When the external attribute patch was posted, however, Hans Reiser sent out a protest asking that the patch not be applied. Those who have followed Hans's work over the years will know what his objection is: external attributes live in their own name space. Hans has dedicated much effort to the task of moving everything into the filesystem name space; he says:

The expressive power of an operating system is NOT proportional to the number of components, but instead is proportional to the number of possible connections between its components. If you fragment the namespaces of an OS, you reduce each component to effective interactions with only those components in its reduced size namespace.

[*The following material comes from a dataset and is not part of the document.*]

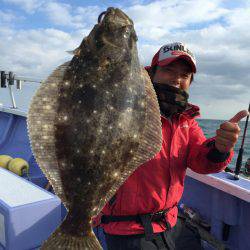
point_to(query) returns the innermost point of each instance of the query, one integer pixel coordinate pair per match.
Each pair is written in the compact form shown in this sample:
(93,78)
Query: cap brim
(167,61)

Designing the namespaces of an OS so that they possess closure and are unified may seem like a lot of effort, but it is very cost effective compared to building many times more other OS components to get the same expressive power.

The upcoming Reiser4 filesystem implements Hans's vision of how external attributes should be implemented; essentially, each attribute just looks like a small file containing the attribute value. The solution is fast and elegant; it may well be the way things are done in the future. For the moment, however, there are a few problems:

  • Reiser4 is still in beta testing, and has not yet been submitted for inclusion into the 2.6 kernel. Once it is submitted, it is not certain that it will be accepted quickly.

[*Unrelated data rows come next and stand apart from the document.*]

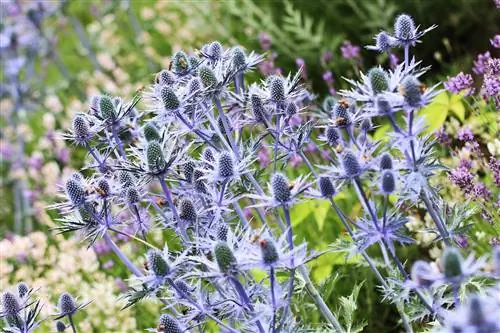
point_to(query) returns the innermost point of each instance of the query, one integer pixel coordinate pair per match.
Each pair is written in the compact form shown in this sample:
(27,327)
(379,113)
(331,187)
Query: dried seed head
(187,211)
(151,132)
(75,191)
(379,80)
(157,264)
(269,251)
(350,163)
(22,289)
(207,76)
(258,109)
(222,231)
(169,98)
(326,187)
(224,257)
(107,108)
(10,304)
(168,324)
(67,304)
(225,165)
(280,188)
(239,58)
(452,262)
(277,89)
(411,91)
(180,62)
(165,77)
(385,161)
(387,182)
(154,156)
(404,27)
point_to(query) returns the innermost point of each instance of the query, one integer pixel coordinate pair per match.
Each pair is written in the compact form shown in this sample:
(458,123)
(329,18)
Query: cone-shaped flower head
(151,132)
(157,264)
(224,257)
(280,188)
(169,98)
(379,80)
(326,187)
(452,262)
(154,156)
(269,251)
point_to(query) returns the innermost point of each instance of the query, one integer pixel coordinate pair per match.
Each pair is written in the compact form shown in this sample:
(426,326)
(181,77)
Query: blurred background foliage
(116,47)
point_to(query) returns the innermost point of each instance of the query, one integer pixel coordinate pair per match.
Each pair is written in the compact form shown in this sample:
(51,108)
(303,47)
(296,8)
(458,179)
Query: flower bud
(157,264)
(269,251)
(168,324)
(452,262)
(224,257)
(187,211)
(169,98)
(225,165)
(154,156)
(207,76)
(385,161)
(326,187)
(280,188)
(67,304)
(10,304)
(75,191)
(351,164)
(404,27)
(151,132)
(107,108)
(379,80)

  • The Reiser4 external attribute API is different from the API used in the 2.6 kernel. Applications, to use this API, will have to be rewritten to use the special-purpose reiser4() system call.

  • Some users of reiserfs ("Reiser3") might be a little nervous about making an immediate jump to a completely new filesystem. They just might want to be able to continue using their existing filesystems and, simultaneously, make use of external attributes.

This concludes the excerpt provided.